Asked if the Hall had rejected items from Halper’s collection, Brad Horn, senior director of communications at the Hall, said in a telephone interview, “In one instance we have addressed an item from that collection. It was in the Fall of 2010. Joe Jackson’s jersey showed some inconsistency with the timing so we removed it from display.”
Nash mentioned the Jackson jersey, which had been previously written about, but he used the plural “items.” Has the Hall rejected other Halper items?
“Jackson is the only item we reviewed and made a conclusion,” Horn said.
Were any other items returned to Halper?
“Not that I have specific knowledge to,” he said. “I don’t think I have that information.” Would he know it if anything else had been returned? “I think I would have that information,” Horn said.
In my telephone conversation with Nash, he claimed to have evidence to support every one of his multitude of allegations of Halper’s fraud. He said it was too simplistic to say that Halper was naïve and gullible and was swindled himself in buying items that turned out to be fakes.
On the other hand, a man who knew Halper probably better than anyone said that might have been Halper’s problem precisely.
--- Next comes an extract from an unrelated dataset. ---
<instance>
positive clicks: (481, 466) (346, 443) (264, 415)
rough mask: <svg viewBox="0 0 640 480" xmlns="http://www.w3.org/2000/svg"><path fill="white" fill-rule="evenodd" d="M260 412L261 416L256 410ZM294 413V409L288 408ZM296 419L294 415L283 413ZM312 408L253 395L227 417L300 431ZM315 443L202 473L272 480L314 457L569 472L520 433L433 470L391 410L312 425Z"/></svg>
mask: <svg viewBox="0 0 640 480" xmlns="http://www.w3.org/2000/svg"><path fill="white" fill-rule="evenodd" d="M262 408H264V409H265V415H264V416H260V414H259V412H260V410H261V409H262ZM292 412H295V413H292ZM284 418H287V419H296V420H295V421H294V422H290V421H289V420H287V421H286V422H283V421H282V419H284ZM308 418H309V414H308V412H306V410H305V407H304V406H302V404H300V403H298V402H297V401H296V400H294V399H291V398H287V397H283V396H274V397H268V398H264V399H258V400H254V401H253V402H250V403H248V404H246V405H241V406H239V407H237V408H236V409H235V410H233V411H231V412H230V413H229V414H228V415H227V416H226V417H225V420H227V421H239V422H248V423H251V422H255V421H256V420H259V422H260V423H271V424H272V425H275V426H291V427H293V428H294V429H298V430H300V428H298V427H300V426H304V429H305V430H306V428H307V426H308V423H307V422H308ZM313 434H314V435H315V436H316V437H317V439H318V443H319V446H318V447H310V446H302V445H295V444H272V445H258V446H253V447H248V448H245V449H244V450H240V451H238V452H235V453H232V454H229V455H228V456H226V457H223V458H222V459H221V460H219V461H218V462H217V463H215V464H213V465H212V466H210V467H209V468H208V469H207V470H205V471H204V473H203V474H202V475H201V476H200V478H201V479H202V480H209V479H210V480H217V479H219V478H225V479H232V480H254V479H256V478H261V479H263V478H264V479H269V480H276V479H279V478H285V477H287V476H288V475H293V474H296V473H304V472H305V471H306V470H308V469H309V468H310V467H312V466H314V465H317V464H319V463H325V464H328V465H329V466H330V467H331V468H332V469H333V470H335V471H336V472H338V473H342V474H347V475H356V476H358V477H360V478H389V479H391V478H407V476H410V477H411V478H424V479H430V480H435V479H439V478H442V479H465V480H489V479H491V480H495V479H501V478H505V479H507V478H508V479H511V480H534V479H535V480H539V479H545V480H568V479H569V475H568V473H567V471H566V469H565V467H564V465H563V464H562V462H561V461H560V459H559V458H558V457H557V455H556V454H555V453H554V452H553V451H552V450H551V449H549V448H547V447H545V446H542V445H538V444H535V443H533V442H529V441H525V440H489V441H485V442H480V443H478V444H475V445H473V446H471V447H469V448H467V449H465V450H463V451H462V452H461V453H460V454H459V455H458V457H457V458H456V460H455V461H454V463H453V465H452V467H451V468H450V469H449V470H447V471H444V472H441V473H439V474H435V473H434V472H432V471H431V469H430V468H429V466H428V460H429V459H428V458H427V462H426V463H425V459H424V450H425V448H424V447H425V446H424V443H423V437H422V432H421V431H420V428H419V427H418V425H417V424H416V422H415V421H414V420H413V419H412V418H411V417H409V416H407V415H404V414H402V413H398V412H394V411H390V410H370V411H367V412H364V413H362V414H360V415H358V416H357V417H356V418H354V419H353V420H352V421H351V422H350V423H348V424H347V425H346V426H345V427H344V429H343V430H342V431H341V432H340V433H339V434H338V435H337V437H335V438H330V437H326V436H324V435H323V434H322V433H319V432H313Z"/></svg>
“Whether you want to call him gullible or too trusting of people, there was a certain naivete to Barry,” said Marvin Goldklang, also a limited partner in the Yankees and long-time friend who lived across the street from Halper in Livingston, N.J.
“That makes it possible that items in his collection were not authentic, but did he ever intend to defraud anyone? Absolutely not.”
I knew Halper, who died in 2005, from the time he became a limited partner of George Steinbrenner in the Yankees’ ownership. Ours was a professional relationship, and I found him to be a good and honest man.
He periodically invited me to see his collection, which he housed at his home in Livingston, N. J., but I never found the time for what I figured would likely turn into an all-day visit.
And anyway I wasn’t a fan of memorabilia. I have never collected and have never understood the mad desire to pay lots of money for old bats and balls.
All of that said, I would be surprised if Halper were the evil person Nash has portrayed him to have been. I doubt that Halper had a fraudulent bone in his body.
I don’t know Nash at all. Saturday was the first time I spoke with him. The Post story, he said, resulted from the paper’s contacting him after reading his blogs about Halper and asked him to write one for the Post. He said he had written probably 30 articles about Halper for his Web site. He sounds like a man obsessed. I haven’t written nearly that many columns about Marvin Miller.
Goldklang offered a few reasons why Halper was not out to con anyone, as Nash charged. For one thing, Goldklang said in a telephone interview, Halper was not in the memorabilia business to sell the items he collected.
“His plan was to create a museum,” Goldklang said, “not sell things. Most of the stuff he acquired wasn’t for the purpose of selling it.”
Goldklang’s best reason, I thought for Halper’s being legitimate with his memorabilia collection involved the Yankees.
Nash’s article began with a 1985 scene at Yankee Stadium in which Steinbrenner, manager Yogi Berra and several players were posing for a picture for The Sporting News wearing old uniforms from Halper’s collection. The uniforms were all fake, Nash wrote.
If they were fakes, did Halper know it? Not a chance, Goldklang said.
“Barry was afraid of George,” Goldklang said. “I know how important his relationship with the Yankees was to Barry and he never would have done anything to jeopardize that.”